Bombesin is an endogenous gut peptide that is prominent in the stomach. In addition to its effects on modulating acid and gut peptide secretion, recent evidence indicates that bombesin is a potent gastroprotective agent. This review article examines the ability of bombesin to prevent gastric injury. Its protective actions appear to be mediated primarily via the release of endogenous gastrin, as gastroprotection is negated by blockade of gastrin receptors. Bombesin-induced gastroprotection and gastrin release are modified by somatostatin. Immunoneutralization of endogenous somatostatin increases the ability of bombesin to prevent gastric injury by increasing gastrin release. In mechanistic studies, ablation of capsaicin-sensitive afferent neurons abolishes bombesin-induced gastroprotection while cyclo-oxygenase inhibition partially reverses this effect. Nitric oxide synthase inhibition also negates bombesin-induced gastroprotection as well as the ability of bombesin to increase gastric mucosal blood flow. Taken together, the available evidence indicates that bombesin causes release of endogenous gastrin that activates sensory neurons located in the gastric mucosa. Activation of sensory neurons causes increased production of nitric oxide through activation of constitutive nitric oxide synthase, which leads to a resultant increase in gastric mucosal blood flow and renders the stomach less susceptible to damage from luminal irritants.

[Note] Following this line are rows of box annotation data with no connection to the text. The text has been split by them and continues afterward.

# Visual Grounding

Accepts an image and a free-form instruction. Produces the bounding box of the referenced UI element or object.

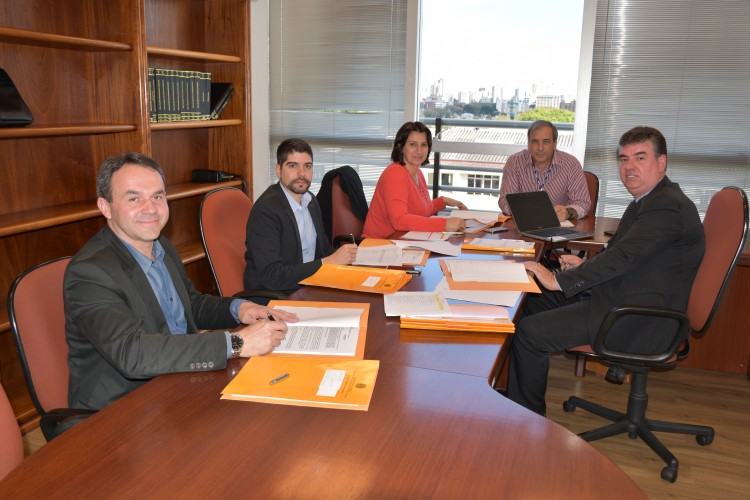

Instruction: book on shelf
[221,356,380,411]
[148,68,211,123]
[211,82,234,120]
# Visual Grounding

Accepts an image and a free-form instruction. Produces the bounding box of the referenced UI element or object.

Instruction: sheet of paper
[383,292,450,316]
[352,245,406,266]
[435,278,523,307]
[446,259,529,283]
[316,369,346,398]
[393,240,461,257]
[401,231,448,241]
[451,210,500,224]
[273,306,364,356]
[470,238,534,252]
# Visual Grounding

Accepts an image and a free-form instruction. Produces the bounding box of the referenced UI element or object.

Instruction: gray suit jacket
[557,177,705,351]
[243,182,334,292]
[64,226,237,410]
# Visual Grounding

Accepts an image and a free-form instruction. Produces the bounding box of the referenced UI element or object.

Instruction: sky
[420,0,583,99]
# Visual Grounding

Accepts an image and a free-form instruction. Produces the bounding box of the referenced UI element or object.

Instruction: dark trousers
[507,290,592,415]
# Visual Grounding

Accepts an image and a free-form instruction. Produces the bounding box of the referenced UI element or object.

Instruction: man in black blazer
[507,127,705,415]
[64,153,295,410]
[243,139,357,293]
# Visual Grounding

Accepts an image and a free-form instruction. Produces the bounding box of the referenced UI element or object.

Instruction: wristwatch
[230,333,245,359]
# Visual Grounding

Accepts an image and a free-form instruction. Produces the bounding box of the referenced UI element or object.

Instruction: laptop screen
[505,191,560,233]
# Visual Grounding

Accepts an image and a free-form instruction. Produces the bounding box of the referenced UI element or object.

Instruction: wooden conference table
[0,229,644,499]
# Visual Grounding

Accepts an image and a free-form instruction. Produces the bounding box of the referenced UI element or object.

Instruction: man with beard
[243,139,357,293]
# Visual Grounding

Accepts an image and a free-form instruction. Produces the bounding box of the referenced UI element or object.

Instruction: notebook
[505,191,594,241]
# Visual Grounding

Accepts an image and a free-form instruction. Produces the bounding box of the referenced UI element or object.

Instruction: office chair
[563,187,748,482]
[199,187,286,303]
[8,257,94,441]
[0,382,23,481]
[316,165,367,247]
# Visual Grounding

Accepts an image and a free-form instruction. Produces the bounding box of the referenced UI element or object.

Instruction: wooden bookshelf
[0,0,252,425]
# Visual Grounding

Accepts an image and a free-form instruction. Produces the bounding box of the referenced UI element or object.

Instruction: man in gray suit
[507,127,705,415]
[64,153,296,410]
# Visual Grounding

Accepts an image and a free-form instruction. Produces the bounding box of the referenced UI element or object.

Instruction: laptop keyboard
[529,227,578,238]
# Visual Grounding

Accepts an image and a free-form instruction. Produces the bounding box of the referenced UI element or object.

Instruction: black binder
[0,68,34,127]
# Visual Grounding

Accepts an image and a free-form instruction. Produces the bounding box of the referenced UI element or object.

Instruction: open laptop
[505,191,594,241]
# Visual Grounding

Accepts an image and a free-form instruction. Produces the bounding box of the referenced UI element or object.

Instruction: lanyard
[531,163,555,191]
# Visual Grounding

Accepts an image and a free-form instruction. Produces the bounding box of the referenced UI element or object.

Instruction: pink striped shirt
[497,149,591,219]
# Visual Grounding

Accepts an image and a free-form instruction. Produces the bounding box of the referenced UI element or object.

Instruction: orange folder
[300,264,411,293]
[438,259,542,293]
[266,300,370,359]
[221,356,380,411]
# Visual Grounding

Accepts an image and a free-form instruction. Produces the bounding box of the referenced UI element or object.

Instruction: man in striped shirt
[498,120,591,221]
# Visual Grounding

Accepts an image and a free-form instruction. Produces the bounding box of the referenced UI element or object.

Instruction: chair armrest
[39,408,96,442]
[593,306,690,364]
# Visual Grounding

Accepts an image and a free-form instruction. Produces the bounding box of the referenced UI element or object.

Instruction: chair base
[563,392,714,483]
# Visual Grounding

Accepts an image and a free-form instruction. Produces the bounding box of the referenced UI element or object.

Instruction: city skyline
[420,0,583,100]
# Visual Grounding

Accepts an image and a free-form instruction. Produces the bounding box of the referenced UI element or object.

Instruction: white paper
[394,240,461,257]
[315,369,346,398]
[383,292,450,316]
[445,259,529,283]
[435,278,522,307]
[401,231,448,241]
[273,306,364,356]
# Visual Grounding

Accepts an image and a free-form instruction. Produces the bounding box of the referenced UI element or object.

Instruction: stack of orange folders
[221,356,380,411]
[300,264,411,293]
[401,304,515,333]
[461,238,535,254]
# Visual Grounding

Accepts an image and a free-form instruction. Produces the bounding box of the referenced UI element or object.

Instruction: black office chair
[563,187,748,482]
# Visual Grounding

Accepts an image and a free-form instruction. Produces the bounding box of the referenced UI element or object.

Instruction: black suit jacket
[64,226,237,410]
[243,182,334,292]
[557,177,705,352]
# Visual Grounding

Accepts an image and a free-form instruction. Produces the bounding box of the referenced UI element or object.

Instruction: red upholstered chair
[563,187,748,482]
[199,187,286,302]
[8,257,94,441]
[0,388,23,481]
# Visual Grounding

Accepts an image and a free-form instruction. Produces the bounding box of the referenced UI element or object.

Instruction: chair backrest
[331,177,365,237]
[8,257,70,415]
[583,170,599,215]
[0,387,23,481]
[687,187,748,333]
[199,187,253,297]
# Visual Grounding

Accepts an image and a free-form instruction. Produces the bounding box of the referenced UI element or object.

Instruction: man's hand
[555,205,568,221]
[322,243,357,265]
[523,262,560,290]
[238,301,299,325]
[445,217,466,233]
[235,318,286,358]
[557,253,583,271]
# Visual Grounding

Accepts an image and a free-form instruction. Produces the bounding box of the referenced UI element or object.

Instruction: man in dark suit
[64,153,295,410]
[243,139,357,292]
[507,127,705,415]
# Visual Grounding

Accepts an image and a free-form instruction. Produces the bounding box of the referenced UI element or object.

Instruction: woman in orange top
[362,122,466,238]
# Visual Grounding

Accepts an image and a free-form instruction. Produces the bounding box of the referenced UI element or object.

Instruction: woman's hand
[442,196,468,210]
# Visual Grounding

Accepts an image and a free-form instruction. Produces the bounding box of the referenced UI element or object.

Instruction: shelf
[0,124,138,139]
[146,47,242,63]
[0,180,242,237]
[0,26,133,51]
[151,119,242,131]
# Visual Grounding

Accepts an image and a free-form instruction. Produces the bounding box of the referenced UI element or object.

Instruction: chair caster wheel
[695,434,714,446]
[563,401,576,412]
[661,467,677,483]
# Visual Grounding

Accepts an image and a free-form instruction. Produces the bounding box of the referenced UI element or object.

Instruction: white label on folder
[316,370,346,398]
[362,276,380,286]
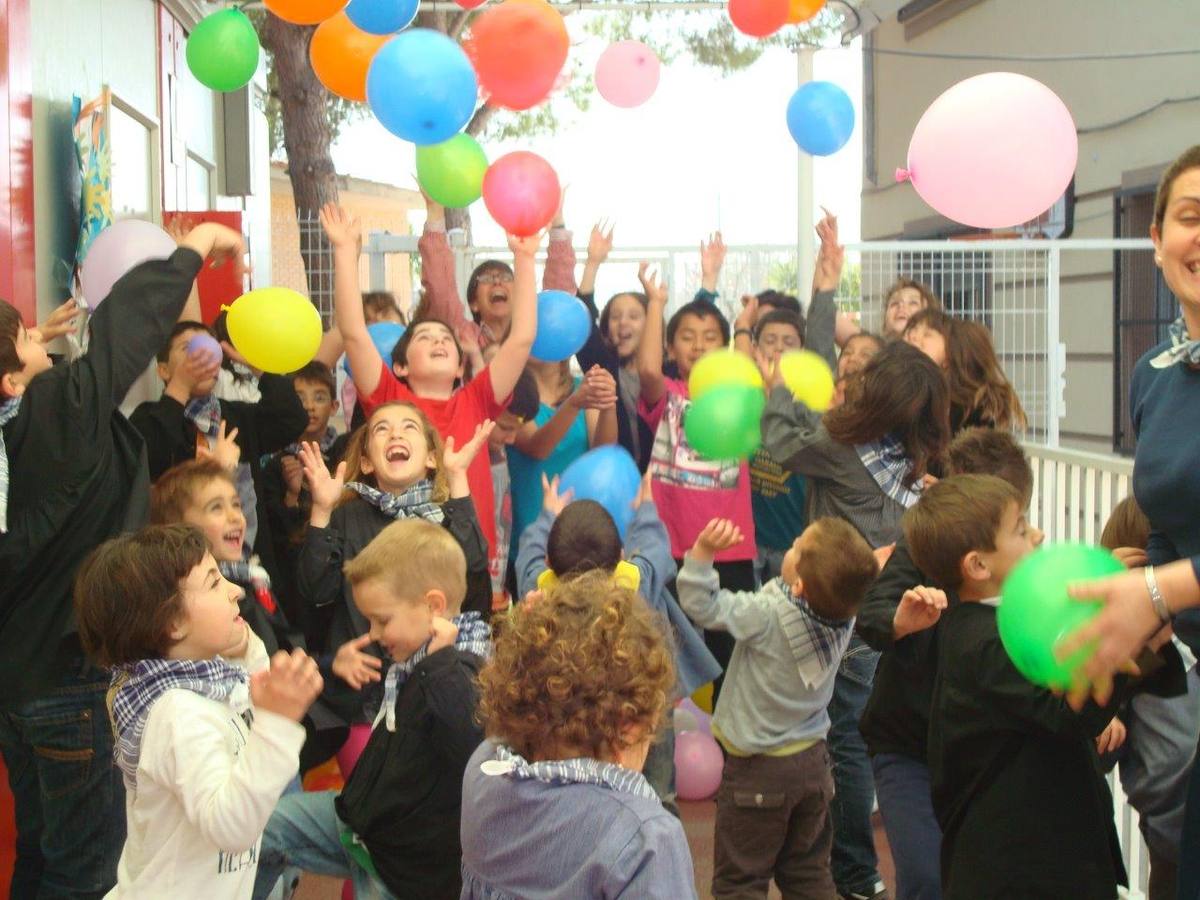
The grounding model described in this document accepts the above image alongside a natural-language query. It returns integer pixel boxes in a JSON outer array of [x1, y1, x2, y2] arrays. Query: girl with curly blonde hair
[[462, 572, 696, 900]]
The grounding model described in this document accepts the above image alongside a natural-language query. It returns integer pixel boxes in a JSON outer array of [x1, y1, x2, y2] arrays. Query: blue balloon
[[342, 322, 407, 378], [529, 290, 592, 362], [787, 82, 854, 156], [558, 444, 642, 540], [367, 28, 479, 144], [346, 0, 419, 35]]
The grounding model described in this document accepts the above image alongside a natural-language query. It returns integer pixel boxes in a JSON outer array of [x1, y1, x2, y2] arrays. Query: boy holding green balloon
[[904, 475, 1174, 900]]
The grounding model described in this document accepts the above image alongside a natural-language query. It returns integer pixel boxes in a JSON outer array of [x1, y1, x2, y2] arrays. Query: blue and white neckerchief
[[479, 744, 659, 800], [383, 611, 492, 731], [1150, 316, 1200, 368], [0, 397, 20, 534], [854, 434, 922, 509], [346, 479, 446, 524], [109, 656, 251, 791]]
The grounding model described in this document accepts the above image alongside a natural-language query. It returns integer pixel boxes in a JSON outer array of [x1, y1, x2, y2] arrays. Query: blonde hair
[[342, 518, 467, 616]]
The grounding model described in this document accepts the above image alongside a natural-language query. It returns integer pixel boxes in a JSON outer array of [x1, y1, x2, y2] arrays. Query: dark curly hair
[[479, 572, 674, 760]]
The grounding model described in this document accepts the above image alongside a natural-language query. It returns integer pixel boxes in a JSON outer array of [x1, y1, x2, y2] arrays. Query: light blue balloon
[[367, 28, 479, 144], [558, 444, 642, 540], [346, 0, 419, 35], [529, 290, 592, 362], [342, 322, 407, 378], [787, 82, 854, 156]]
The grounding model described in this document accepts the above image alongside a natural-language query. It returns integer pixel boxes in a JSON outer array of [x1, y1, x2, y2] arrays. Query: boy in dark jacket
[[0, 223, 245, 898], [254, 518, 491, 900]]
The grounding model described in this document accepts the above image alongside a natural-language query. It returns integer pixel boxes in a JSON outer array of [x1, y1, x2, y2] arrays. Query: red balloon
[[463, 0, 566, 109], [730, 0, 791, 37], [484, 150, 562, 238]]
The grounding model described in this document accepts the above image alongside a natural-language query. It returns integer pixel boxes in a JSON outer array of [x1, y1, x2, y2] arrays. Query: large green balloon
[[683, 384, 767, 460], [416, 134, 487, 209], [187, 8, 259, 91], [996, 544, 1124, 688]]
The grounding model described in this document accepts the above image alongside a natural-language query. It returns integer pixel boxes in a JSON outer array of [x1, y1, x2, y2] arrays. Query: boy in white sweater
[[76, 526, 322, 900]]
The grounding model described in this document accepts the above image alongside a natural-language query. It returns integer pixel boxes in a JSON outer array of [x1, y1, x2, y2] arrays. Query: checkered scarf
[[480, 744, 659, 800], [383, 612, 492, 731], [1150, 316, 1200, 368], [108, 656, 250, 791], [346, 479, 446, 524], [0, 397, 20, 534], [854, 434, 920, 509]]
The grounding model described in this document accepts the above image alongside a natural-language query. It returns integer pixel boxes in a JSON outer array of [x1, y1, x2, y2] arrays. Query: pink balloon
[[337, 722, 371, 779], [676, 731, 725, 800], [79, 218, 175, 310], [896, 72, 1079, 228], [596, 41, 660, 108], [484, 150, 562, 238]]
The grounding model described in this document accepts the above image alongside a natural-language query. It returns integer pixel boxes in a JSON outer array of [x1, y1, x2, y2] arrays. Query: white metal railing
[[1025, 444, 1150, 900]]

FIGURE 1. Effect of intraperitoneal type B CCK/gastrin receptor blockade (L-365,260) given 30 minutes before a 30-minute subcutaneous pretreatment with saline or bombesin (100 μg/kg) or a 10-minute intravenous treatment with gastrin-17 (25 pmol/kg) on macroscopic gastric injury from acidified ethanol; expressed as mean ± standard error of mean, n ≥ 5 for all groups. *P < 0.05 versus saline counterpart. +P < 0.05 versus vehicle/gastrin. #P < 0.05 versus vehicle/bombesin.

FIGURE 2. Effect of nitric oxide synthase inhibition with subcutaneous l-NAME (10 mg/kg) and the effect of l-NAME combined with intraperitoneal l-arginine (l-Arg; 300 mg/kg) or d-arginine (d-Arg; 300 mg/kg) on bombesin (100 μg/kg)-induced gastric hyperemia. Data are presented as percent change from baseline blood flow determinations and represent the mean ± SEM; n ≥ 5/group. *P < 0.05 versus saline counterpart. +P < 0.05 versus saline/bombesin. #P < 0.05 versus l-NAME/bombesin.

FIGURE 3. Schematic representation of mechanism(s) responsible for bombesin-induced gastroprotection.